Since early 2021, CLIP-style models have been the backbone of multimodal AI. They work by embedding inputs from more than one kind of media into a common high-dimensional vector space, using different models for different modalities. These different models are co-trained with multimodal data. For CLIP-models, this means images with captions.
The result? A pair of models that embed images and texts close to each other if the text is descriptive of the image, or the image contains things that match the text. So if we have a picture of a skirt and the word “Rock” (German for “skirt”), they would be close together, while the word “Hemd” (German for “shirt”) would be closer to a picture of a shirt.
Towards multilingual CLIP
However, CLIP text models have mostly been trained on English data, and that’s a big problem: The world is full of people who don’t speak English.
Very recently, a few non-English and multilingual CLIP models have appeared, using various sources of training data. In this article, we’ll evaluate a multilingual CLIP model’s performance in a language other than English, and show how you can improve it even further using Jina AI’s Finetuner.
To make this happen, we’re collaborating with Toloka, a leading provider of data procurement services for machine learning, to create a dataset of images with high-quality German-language descriptions written by humans.
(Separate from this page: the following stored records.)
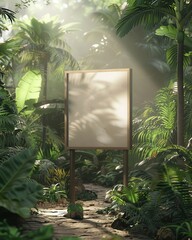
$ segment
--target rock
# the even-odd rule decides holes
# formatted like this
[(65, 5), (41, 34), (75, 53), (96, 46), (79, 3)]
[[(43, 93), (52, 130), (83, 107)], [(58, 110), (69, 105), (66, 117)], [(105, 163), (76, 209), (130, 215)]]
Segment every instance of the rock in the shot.
[(106, 203), (111, 203), (112, 202), (112, 193), (113, 193), (113, 190), (109, 190), (106, 192), (105, 194), (105, 202)]
[(157, 231), (157, 240), (175, 240), (173, 231), (168, 227), (162, 227)]

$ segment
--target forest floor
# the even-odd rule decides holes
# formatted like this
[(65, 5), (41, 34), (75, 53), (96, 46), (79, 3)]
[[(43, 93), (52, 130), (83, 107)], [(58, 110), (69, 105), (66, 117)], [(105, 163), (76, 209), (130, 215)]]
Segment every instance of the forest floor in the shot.
[(65, 217), (67, 206), (64, 203), (40, 205), (38, 206), (38, 214), (32, 215), (26, 220), (24, 229), (32, 231), (42, 225), (52, 225), (55, 239), (63, 236), (76, 236), (82, 240), (149, 240), (149, 238), (142, 236), (142, 233), (141, 235), (132, 235), (127, 231), (112, 228), (114, 216), (97, 213), (98, 210), (109, 206), (109, 203), (105, 202), (105, 194), (108, 189), (93, 184), (85, 184), (85, 189), (94, 191), (97, 194), (97, 199), (81, 201), (84, 210), (82, 220)]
How does multilingual CLIP work?
Multilingual CLIP is any CLIP model trained with more than one language. So that could be English+French, German+English, or even Klingon+Elvish.
We’re going to look at a model that Open AI has trained with a broad multilingual dataset: The
xlm-roberta-base-ViT-B-32 CLIP model, which uses the
ViT-B/32image encoder, and the
XLM-RoBERTa multilingual language model. Both of these are pre-trained:
ViT-B/32, using the ImageNet-21k dataset
XLM-RoBERTa, using a multi-terabyte dataset of text from the Common Crawl, containing over 100 languages.
So, from the outset, multilingual CLIP is different because it uses a multilingual text encoder, but can (and generally does) use the same image encoders as monolingual models.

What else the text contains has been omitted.